Abstract
The neXtProt human protein knowledgebase (https://www.nextprot.org) continues to add new content and tools, with a focus on proteomics and genetic variation data. neXtProt now has proteomics data for over 85% of the human proteins, as well as new tools tailored to the proteomics community.
Moreover, the neXtProt release 2016-08-25 includes over 8000 phenotypic observations for over 4000 variations in a number of genes involved in hereditary cancers and channelopathies. These changes are presented in the current neXtProt update. All of the neXtProt data are available via our user interface and FTP site. We also provide an API access and a SPARQL endpoint for more technical applications.
INTRODUCTION
neXtProt (https://www.nextprot.org; (1–3)) is a knowledge platform that represents the current state of knowledge on human proteins. It complements UniProtKB (4) by extending the content and tools, with the aim of supporting applications specifically relevant to human proteins. To integrate data accurately and develop tools that are relevant to the users, we collaborate closely with all our data and tools providers. neXtProt values high quality data, which is achieved by manual annotation or review of all data and a stringent quality control process. Whenever possible, we provide our data, tools and code freely to all users.
Since our last neXtProt update (1), we have continued to expand the database, focusing mainly on proteomics and genetic variations. One major new development is a large set of manual annotations that we have created to capture the phenotypic effect of genetic variations as described in the literature, as well as a corresponding new view to present the impact of changes at the amino acid sequence on various characteristics of the protein. We have also developed tools to support our proteomics user community. This article describes the major features of our most recent release.

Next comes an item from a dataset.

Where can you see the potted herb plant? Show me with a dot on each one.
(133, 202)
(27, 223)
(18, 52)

neXtProt contents overview
Our main data sources are listed in Table 1: UniProtKB (4), Bgee (5), HPA (6), PeptideAtlas (7), SRMAtlas (8), GOA (9), dbSNP (10), Ensembl (11), COSMIC (12), DKF GFP-cDNA localization (13,14), Weizmann Institute of Science's Kahn Dynamic Proteomics Database (15) and IntAct (16). In the past year we have worked closely with PeptideAtlas (17) to integrate their processed data (2016-01 build), including new phosphorylation data (2015-09 build). Moreover, for the first time ADP-ribosylation sites have been integrated (18), and new acetylation sites with their corresponding peptides have also been loaded (19). With this data, neXtProt now contains 142,453 post-translational modification sites and 1,150,170 peptides. Our own curation efforts have also led to the annotation of more than 4000 variants associated with more than 8000 observations at the molecular, cellular and organism levels. These data can be viewed on our user interface in a new phenotype view (see Section II) in each annotated entry, or on our new ‘Portal’ pages (see Section III).
Table 1. Data content of the neXtProt 2016-08-25 release.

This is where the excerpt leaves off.